Blokade Selat Hormuz: Dampak Ekonomi dan Geopolitik Global

ORBITINDONESIA.COM – Ketegangan di Timur Tengah memuncak ketika Presiden Donald Trump mengumumkan blokade Selat Hormuz oleh Angkatan Laut AS. Langkah ini diprediksi akan mengguncang pasar global dan memicu ketidakstabilan ekonomi.

Selat Hormuz, jalur vital untuk pengiriman minyak dunia, kini menjadi pusat ketegangan geopolitik. Setelah negosiasi antara AS dan Iran gagal, keputusan Trump untuk memblokade selat ini menimbulkan kekhawatiran terhadap keamanan energi global.

Pasar saham Asia merespons negatif dengan indeks Nikkei dan Hang Seng masing-masing turun -0,74% dan -0,9%. Sementara itu, harga minyak melonjak hingga +7,9%, menunjukkan sensitivitas pasar terhadap ketidakpastian geopolitik. Dalam negeri, IHSG justru menguat +0,56%, didorong oleh saham konglomerasi.

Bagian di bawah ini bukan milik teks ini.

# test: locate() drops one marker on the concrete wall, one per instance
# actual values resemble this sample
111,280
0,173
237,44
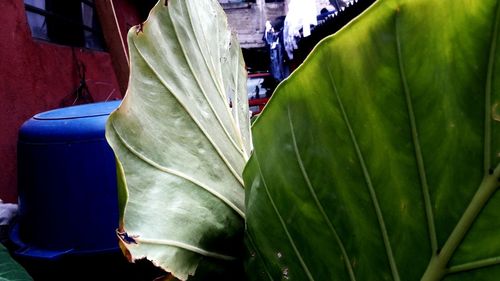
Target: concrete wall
38,76
248,19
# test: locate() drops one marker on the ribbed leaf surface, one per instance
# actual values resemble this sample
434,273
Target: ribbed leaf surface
378,159
180,147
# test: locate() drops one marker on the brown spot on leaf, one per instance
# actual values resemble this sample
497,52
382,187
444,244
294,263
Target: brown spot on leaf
139,28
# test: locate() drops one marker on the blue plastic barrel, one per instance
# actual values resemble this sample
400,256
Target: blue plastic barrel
67,184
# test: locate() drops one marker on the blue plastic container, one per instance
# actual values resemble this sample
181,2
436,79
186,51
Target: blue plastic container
67,184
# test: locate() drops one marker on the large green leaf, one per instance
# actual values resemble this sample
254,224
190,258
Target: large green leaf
378,159
10,270
181,148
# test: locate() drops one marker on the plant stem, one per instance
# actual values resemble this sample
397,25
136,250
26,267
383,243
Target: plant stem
438,265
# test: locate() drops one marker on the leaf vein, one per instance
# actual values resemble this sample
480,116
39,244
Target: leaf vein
318,203
367,177
211,141
431,226
239,210
282,222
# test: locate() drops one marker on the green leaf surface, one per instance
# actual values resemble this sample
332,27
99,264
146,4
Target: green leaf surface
378,159
10,270
181,148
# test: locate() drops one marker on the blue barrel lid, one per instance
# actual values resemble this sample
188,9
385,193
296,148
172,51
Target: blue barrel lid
69,124
79,111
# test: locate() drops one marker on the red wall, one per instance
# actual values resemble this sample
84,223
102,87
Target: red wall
35,77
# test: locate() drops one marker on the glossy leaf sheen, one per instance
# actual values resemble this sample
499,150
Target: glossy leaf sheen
181,148
378,158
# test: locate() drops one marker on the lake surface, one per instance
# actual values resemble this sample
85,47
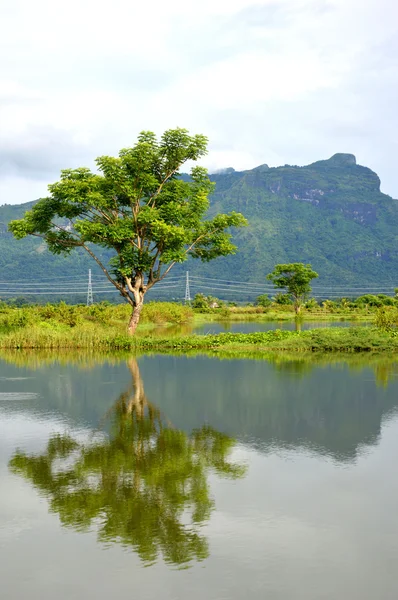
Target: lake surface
191,477
253,327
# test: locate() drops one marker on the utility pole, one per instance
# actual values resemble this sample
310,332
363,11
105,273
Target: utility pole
187,290
90,299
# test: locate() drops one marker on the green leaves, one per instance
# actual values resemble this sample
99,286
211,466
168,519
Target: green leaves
295,278
137,205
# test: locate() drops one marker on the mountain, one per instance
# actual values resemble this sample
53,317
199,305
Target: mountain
331,214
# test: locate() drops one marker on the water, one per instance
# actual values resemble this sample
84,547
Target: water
253,327
176,477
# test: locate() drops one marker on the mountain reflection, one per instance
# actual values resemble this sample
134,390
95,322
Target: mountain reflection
144,486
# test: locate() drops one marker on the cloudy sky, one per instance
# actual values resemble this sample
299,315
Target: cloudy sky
268,81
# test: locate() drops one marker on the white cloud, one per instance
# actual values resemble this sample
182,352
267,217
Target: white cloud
275,81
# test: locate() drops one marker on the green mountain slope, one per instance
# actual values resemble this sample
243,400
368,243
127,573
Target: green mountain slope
331,214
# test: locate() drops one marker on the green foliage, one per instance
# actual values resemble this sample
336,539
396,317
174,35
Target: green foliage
282,299
263,301
330,214
295,278
387,319
138,208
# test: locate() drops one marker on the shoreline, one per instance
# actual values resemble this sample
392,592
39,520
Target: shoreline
325,340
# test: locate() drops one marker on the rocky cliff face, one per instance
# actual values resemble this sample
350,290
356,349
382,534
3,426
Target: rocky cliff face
330,213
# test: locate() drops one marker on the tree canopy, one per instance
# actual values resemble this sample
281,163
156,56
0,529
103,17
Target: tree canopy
140,484
140,207
296,279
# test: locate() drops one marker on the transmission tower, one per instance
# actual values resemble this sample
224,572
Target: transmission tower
187,290
90,299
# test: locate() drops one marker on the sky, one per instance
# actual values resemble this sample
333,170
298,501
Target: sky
268,81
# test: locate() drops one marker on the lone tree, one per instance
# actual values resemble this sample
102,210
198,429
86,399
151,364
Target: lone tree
295,278
138,206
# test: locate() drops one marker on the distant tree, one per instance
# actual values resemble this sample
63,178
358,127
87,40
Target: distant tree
296,279
138,206
283,299
263,301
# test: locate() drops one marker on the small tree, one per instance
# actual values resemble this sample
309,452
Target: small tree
138,206
263,300
296,279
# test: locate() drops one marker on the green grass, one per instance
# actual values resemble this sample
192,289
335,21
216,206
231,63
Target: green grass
347,340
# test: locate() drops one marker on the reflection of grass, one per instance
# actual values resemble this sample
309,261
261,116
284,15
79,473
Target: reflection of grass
354,340
385,366
252,315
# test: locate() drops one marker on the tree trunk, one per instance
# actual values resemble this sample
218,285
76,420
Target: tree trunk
135,316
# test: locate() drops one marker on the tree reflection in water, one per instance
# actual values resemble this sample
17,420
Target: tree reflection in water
144,486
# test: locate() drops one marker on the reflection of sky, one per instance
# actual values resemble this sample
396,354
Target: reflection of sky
247,327
297,526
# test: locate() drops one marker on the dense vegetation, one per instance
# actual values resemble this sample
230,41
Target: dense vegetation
101,327
331,214
138,207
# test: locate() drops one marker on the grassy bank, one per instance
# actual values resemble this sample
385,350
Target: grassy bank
256,315
347,340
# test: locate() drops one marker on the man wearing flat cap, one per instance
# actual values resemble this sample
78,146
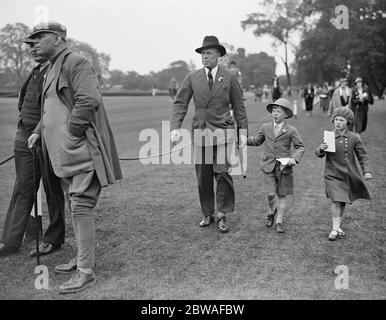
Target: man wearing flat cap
18,213
213,90
77,142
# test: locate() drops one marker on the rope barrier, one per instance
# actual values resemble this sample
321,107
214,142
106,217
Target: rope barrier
157,155
122,158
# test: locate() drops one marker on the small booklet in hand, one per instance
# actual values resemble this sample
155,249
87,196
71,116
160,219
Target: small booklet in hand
329,138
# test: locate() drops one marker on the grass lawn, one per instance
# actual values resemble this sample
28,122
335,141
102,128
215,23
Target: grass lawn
149,245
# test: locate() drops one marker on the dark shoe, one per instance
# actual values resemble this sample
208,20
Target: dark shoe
7,250
223,225
206,221
78,282
270,219
279,227
66,267
333,235
341,233
45,248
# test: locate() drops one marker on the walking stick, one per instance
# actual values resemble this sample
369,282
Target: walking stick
37,217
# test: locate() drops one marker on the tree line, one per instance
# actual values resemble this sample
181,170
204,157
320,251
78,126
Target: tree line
324,53
16,62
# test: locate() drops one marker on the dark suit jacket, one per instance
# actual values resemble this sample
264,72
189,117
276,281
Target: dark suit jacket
212,109
23,90
277,147
77,88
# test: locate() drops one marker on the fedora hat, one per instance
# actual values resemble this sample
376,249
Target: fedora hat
343,112
284,103
211,42
48,27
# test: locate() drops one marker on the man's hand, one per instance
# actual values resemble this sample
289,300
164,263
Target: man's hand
292,162
368,176
175,136
323,146
243,141
32,140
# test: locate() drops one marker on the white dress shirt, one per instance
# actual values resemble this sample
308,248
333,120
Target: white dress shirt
214,72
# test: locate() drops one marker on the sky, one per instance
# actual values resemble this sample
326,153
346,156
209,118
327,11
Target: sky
147,35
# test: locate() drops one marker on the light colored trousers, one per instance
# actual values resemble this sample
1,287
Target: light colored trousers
83,191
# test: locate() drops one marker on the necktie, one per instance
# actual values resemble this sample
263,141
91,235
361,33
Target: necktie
344,94
210,79
276,129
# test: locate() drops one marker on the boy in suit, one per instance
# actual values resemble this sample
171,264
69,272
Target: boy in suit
278,175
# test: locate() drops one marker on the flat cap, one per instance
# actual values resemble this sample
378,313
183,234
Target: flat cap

Langkah AS ini bisa dilihat sebagai taktik negosiasi yang keras. Meski demikian, ancaman dari IRGC Iran menandakan risiko eskalasi konflik yang nyata. Pasar tampaknya berharap negosiasi masih mungkin, meskipun ketidakpastian terus membayangi.

Langkah berani AS di Selat Hormuz mengundang pertanyaan mengenai masa depan keamanan energi global. Apakah ini akan menjadi katalis untuk konflik lebih besar, atau justru membuka jalan bagi diplomasi baru yang lebih konstruktif?